“Jangan terlalu baik padaku, Ndra.”
Kepala lelaki itu sontak menoleh padanya. Menghentikan kesibukannya. Menatapnya dengan sorot mata tajam. Sorot mata yang menggetarkan hati Tania. Membuatnya menundukkan wajah. Tak sanggup membalas tatap Andra.
“Apa yang kau takutkan?”
Ada nada kesal dalam suara Andra. Nada kesal yang jarang Tania dengar keluar dari mulut lelaki yang selama ini selalu bersikap baik padanya.
Sepercik rasa bersalah hadir dalam hati Tania. Bukan maksud Tania membuat Andra kesal. Hanya saja kebaikan lelaki itu mulai menakutkan bagi Tania. Andai Andra tahu apa yang Tania rasakan. Andai Andra tahu tentang ketakutannya. Tentang rasa nyaman dan ketergantungan yang mulai dinikmatinya. Tentang kedatangan Andra yang mulai dia nantikan setiap harinya. Tentang perasaan lain yang mulai hadir di hatinya. Yang mulai mengkhawatirkannya. Memaksanya untuk menghentikan semuanya. Sebelum dia kembali terluka!
Tania menghela nafas panjang. Meraih gelas cappucino di atas meja. Meneguknya pelan. Mengaburkan kesedihan.

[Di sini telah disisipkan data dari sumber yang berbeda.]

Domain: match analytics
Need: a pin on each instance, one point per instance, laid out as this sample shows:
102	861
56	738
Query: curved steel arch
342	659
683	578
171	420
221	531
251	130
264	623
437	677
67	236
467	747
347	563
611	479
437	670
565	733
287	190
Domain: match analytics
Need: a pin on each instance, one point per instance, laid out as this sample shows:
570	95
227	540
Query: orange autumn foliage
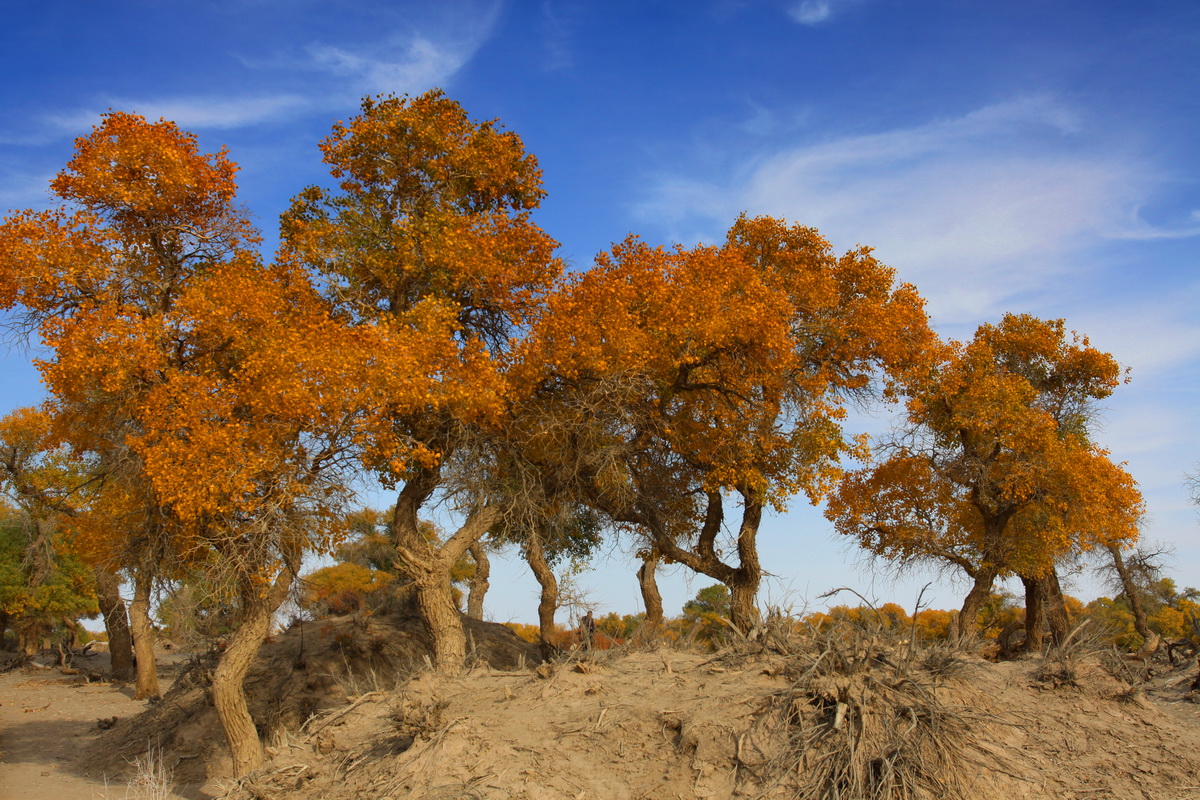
996	473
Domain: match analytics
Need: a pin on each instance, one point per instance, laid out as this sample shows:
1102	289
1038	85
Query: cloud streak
975	209
815	12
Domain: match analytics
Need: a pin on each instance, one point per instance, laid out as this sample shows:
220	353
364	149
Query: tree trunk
651	595
29	637
547	605
229	675
143	637
1035	614
1055	608
969	618
117	624
442	618
745	578
431	563
1133	594
478	582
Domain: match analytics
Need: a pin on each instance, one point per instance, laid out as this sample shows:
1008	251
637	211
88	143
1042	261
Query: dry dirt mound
670	725
306	671
353	715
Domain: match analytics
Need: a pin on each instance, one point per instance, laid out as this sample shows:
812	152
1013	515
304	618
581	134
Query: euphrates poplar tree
430	218
995	471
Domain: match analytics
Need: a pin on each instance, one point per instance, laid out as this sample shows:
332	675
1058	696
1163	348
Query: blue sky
1025	156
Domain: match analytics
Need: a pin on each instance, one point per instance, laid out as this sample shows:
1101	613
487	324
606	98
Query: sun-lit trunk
430	565
969	617
117	624
547	602
479	584
143	637
229	675
1133	594
651	595
1035	614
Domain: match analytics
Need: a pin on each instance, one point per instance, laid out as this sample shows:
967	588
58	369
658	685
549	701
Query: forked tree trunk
442	618
743	579
117	624
969	617
744	582
29	637
1055	608
229	675
547	603
1035	614
1133	593
143	637
651	595
478	582
430	564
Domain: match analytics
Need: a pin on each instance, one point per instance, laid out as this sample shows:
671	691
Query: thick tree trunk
143	637
430	564
1133	594
228	677
29	637
478	582
442	618
1035	614
651	595
1055	608
547	603
117	624
969	617
742	581
745	578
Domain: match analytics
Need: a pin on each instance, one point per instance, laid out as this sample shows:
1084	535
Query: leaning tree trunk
430	564
117	624
744	581
1035	613
229	675
143	637
651	595
969	617
29	637
547	603
479	581
1055	608
1133	593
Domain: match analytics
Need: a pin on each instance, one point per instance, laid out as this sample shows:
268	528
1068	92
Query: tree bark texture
1035	614
1133	594
479	584
1055	608
742	579
430	564
143	637
229	675
651	595
969	617
117	624
547	603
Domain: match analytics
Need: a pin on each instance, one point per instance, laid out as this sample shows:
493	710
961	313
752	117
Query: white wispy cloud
975	209
196	112
414	66
401	62
814	12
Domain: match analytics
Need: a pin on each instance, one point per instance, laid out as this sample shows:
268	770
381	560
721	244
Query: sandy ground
48	717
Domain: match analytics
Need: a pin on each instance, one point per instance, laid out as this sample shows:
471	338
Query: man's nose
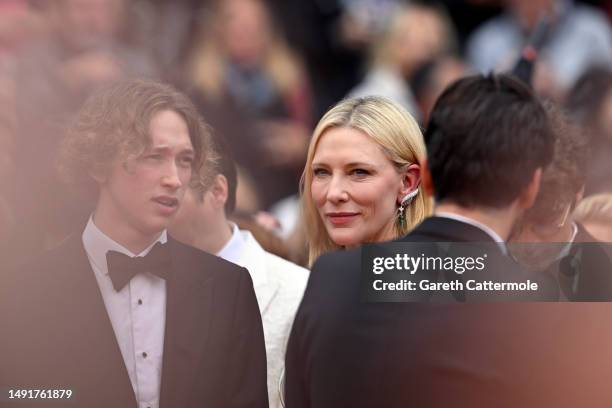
171	177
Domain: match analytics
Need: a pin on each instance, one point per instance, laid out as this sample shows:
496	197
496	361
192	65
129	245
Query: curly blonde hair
399	136
113	125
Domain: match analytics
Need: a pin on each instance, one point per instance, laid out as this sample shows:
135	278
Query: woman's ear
411	179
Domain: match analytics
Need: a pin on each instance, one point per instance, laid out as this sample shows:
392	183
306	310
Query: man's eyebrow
164	148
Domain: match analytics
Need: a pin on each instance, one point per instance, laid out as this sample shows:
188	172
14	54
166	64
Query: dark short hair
223	164
113	124
566	175
485	138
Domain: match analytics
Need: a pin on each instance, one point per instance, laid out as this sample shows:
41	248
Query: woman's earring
401	217
401	211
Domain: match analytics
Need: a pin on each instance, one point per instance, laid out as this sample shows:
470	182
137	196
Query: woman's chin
346	240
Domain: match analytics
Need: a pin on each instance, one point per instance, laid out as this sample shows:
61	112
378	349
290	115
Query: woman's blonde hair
399	137
595	208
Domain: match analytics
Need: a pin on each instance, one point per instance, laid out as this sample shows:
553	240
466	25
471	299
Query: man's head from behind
138	142
487	140
211	198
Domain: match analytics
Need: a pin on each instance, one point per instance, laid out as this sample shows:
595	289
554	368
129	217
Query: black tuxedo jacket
344	352
56	333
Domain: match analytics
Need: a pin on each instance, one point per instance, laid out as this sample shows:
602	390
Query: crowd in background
262	73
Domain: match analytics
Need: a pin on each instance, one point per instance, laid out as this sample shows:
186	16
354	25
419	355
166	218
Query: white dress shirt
484	228
137	313
279	286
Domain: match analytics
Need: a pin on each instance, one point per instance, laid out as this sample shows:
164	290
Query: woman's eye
186	161
320	172
360	172
153	156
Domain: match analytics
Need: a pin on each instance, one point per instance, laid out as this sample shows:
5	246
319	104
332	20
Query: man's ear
219	191
528	196
426	180
411	179
98	174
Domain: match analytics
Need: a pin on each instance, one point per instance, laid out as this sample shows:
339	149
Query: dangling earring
401	211
401	217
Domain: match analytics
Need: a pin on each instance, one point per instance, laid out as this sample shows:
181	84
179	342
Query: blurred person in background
590	103
430	80
204	221
361	182
594	213
414	35
243	71
577	37
547	232
81	51
549	239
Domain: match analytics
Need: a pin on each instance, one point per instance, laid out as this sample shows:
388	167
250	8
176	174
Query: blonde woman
361	182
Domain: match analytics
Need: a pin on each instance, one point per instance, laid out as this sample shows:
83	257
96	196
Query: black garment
347	353
56	333
585	273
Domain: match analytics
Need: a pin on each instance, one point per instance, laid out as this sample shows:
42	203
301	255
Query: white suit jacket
279	287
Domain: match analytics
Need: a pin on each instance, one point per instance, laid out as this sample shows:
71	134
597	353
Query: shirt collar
97	244
232	249
484	228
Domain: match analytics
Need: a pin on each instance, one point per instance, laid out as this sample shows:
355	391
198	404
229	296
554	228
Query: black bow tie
123	268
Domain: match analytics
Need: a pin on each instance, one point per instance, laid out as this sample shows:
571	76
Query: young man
123	315
488	140
279	284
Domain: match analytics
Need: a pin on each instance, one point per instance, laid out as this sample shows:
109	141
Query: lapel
189	311
254	259
446	229
98	369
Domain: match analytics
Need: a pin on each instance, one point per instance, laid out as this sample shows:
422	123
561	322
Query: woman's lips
341	218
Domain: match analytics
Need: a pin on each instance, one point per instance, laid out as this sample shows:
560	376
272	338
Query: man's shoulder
285	271
193	259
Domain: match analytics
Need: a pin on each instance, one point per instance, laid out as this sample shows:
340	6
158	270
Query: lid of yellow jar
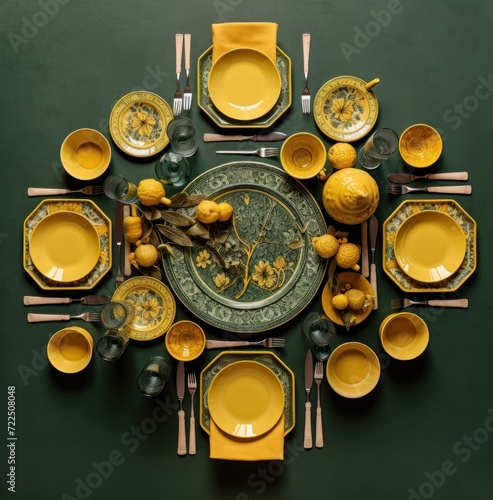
350	196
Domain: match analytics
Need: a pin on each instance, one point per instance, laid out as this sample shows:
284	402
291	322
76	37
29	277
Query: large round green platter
259	269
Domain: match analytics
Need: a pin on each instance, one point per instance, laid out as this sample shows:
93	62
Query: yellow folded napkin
269	446
258	36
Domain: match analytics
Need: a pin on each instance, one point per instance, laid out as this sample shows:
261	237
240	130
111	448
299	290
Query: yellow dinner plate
430	246
353	370
244	84
64	246
246	399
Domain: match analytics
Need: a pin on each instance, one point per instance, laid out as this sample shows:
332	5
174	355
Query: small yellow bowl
420	145
85	154
404	335
70	349
353	370
303	155
185	340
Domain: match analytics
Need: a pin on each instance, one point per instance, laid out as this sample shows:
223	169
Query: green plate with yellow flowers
345	108
259	269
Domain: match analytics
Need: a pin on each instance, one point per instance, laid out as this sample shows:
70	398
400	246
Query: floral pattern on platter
259	269
98	219
392	224
344	108
270	360
143	123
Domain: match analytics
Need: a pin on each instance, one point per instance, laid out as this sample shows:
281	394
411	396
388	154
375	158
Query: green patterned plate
98	219
205	103
259	269
270	360
406	210
138	123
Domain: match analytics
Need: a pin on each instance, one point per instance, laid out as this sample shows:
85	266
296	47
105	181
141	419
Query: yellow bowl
85	154
303	155
420	145
185	340
353	370
404	335
70	349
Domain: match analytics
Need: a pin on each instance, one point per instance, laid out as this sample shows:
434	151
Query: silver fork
177	96
38	318
192	388
262	152
318	375
89	190
187	93
399	189
305	94
402	303
269	342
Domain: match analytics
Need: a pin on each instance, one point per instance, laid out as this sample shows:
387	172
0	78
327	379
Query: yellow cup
404	335
70	349
85	154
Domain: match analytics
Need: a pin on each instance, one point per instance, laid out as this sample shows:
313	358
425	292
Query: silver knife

Dia tahu siapa dan bagaimana dirinya sebagai perempuan. Tania sadar bahwa dia bukan lagi perempuan sempurna. Bukan lagi perempuan dambaan para pria. Tania sadar dia hanyalah perempuan bodoh yang tak lagi berharga. Perempuan bodoh yang rela begitu saja menyerahkan mahkotanya yang berharga pada lelaki brengsek yang tak bertanggung jawab. Yang meninggalkannya tanpa kata sehari setelah Tania mengatakan tentang kehamilannya!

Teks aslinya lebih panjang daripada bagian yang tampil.